I have an iPhone 6s with 63% health on iOS 10 after 1200 cycles. Battery life is just like it was when it was new. No difference at all. iPads have far larger batteries. So if it doesn’t matter on iPhones, it will matter even less on iPads.
Sadly, I do not have, and have never had, an iPad on its original iOS version with enough cycles and enough degradation to prove this, so it’s just a theory for now. The iPhone case, however, should be an important enough hint to state with a high degree of confidence that it actually doesn’t matter. If an 1,810 mAh battery doesn’t suffer 7 years later, then why would an 8K mAh battery fare any worse? The closest I’ve seen is a 6th-gen iPad on iOS 12 with impeccable battery life after 4 years, but battery health is at 91% after 630 cycles, so not enough yet to consider it severely degraded.

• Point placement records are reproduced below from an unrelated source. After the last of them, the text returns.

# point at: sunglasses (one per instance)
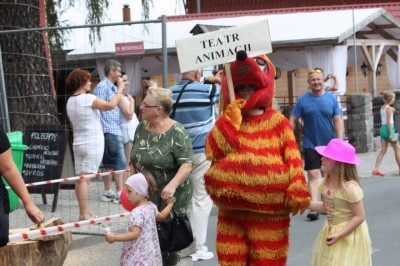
(316, 70)
(148, 106)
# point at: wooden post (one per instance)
(231, 89)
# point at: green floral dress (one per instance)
(162, 154)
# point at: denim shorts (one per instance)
(114, 155)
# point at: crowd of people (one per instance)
(183, 154)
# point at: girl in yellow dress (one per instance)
(344, 238)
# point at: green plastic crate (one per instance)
(18, 149)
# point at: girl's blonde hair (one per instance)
(162, 97)
(388, 96)
(347, 172)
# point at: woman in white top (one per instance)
(387, 132)
(128, 121)
(83, 110)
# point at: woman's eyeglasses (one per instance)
(148, 106)
(316, 70)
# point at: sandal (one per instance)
(377, 172)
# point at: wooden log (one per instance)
(47, 250)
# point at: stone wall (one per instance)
(360, 122)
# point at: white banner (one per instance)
(219, 47)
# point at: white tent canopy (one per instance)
(290, 34)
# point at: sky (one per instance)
(77, 14)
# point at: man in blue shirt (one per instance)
(114, 155)
(195, 110)
(322, 120)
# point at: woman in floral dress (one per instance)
(163, 147)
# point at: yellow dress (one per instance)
(353, 249)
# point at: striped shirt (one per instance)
(109, 119)
(195, 110)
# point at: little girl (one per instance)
(387, 132)
(344, 239)
(141, 245)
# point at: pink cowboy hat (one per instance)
(339, 150)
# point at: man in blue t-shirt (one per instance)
(195, 111)
(322, 121)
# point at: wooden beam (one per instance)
(367, 42)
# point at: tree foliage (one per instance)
(96, 15)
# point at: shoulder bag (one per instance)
(176, 233)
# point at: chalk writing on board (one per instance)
(44, 157)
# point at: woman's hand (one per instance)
(110, 237)
(34, 213)
(330, 240)
(168, 193)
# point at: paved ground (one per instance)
(93, 250)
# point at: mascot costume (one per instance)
(257, 177)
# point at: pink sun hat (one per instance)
(339, 150)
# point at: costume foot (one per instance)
(202, 254)
(313, 216)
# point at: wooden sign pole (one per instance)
(231, 90)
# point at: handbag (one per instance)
(176, 233)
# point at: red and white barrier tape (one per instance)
(73, 178)
(60, 228)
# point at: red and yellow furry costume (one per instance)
(257, 177)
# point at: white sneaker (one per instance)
(107, 196)
(202, 254)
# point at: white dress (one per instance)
(128, 126)
(88, 135)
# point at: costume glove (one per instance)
(233, 112)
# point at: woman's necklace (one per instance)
(79, 92)
(157, 128)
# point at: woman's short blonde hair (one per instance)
(162, 97)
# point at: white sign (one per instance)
(219, 47)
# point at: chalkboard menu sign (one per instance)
(45, 155)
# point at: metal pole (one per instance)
(164, 50)
(198, 6)
(355, 53)
(4, 118)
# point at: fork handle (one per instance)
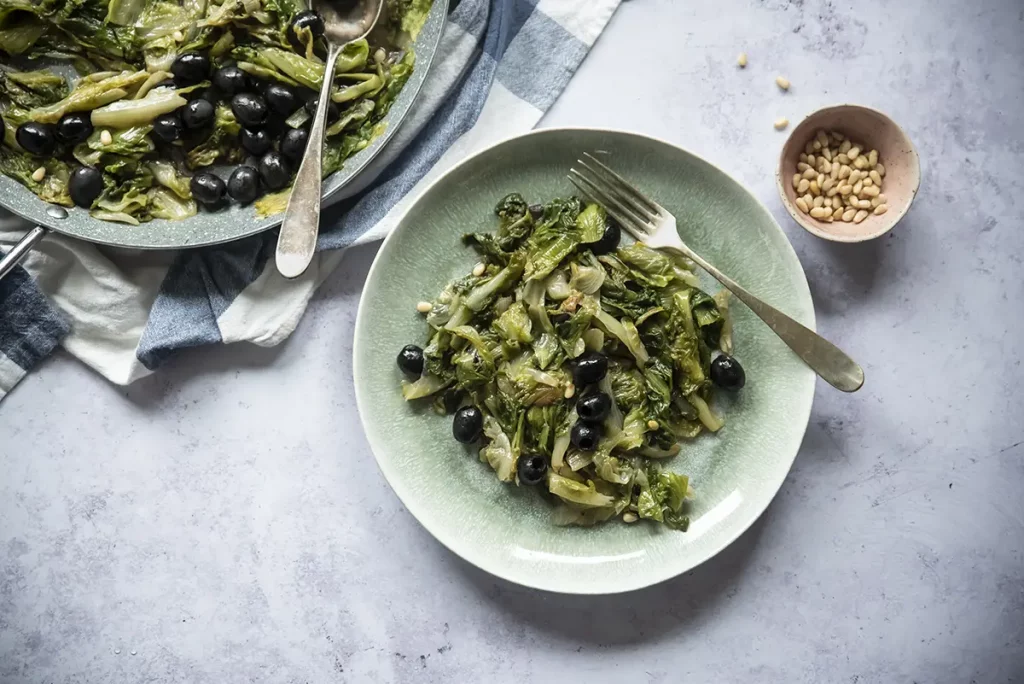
(824, 357)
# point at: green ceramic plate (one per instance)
(506, 529)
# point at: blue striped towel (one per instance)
(500, 66)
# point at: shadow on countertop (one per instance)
(665, 610)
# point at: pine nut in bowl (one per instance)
(848, 173)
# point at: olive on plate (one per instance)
(531, 469)
(75, 127)
(727, 373)
(190, 68)
(273, 171)
(85, 185)
(411, 359)
(243, 185)
(467, 425)
(207, 188)
(35, 138)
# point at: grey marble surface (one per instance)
(223, 521)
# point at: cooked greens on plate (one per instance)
(577, 362)
(125, 107)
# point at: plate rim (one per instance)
(633, 582)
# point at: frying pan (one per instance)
(207, 228)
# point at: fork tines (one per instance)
(623, 201)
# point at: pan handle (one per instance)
(16, 253)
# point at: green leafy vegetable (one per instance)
(506, 340)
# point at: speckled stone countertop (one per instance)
(223, 520)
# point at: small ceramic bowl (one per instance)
(877, 131)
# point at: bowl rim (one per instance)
(808, 223)
(468, 553)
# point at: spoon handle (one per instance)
(301, 225)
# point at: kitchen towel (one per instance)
(501, 63)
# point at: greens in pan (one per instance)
(163, 90)
(577, 362)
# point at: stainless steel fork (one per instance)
(649, 222)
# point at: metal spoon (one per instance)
(342, 25)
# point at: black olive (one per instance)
(197, 114)
(590, 368)
(467, 425)
(168, 127)
(85, 185)
(332, 109)
(250, 110)
(594, 408)
(727, 373)
(585, 435)
(190, 69)
(293, 145)
(38, 139)
(411, 359)
(244, 184)
(230, 80)
(207, 188)
(273, 170)
(609, 241)
(281, 99)
(255, 142)
(307, 19)
(75, 127)
(531, 469)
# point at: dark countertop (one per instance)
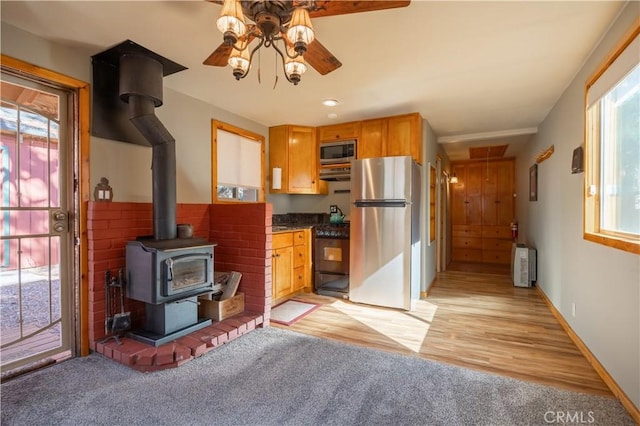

My 9.7-inch iPad Pro has 84% health after 710 cycles on iOS 12, and there’s no difference in terms of battery life from when it was first forcibly updated to iOS 12, back in September 2019. I have no reason to believe that any further degradation will have a severe impact, but frankly, since it isn’t the original version, I can’t be sure. The best option is that 6th-gen iPad, but it still has a while to reach any meaningful numbers.
Sadly, other people just update, so I haven’t seen any 6 or 7-year-old iPad on its original iOS version with many cycles, and like I said, this will be just a question until I can test that 6th-gen iPad with enough degradation.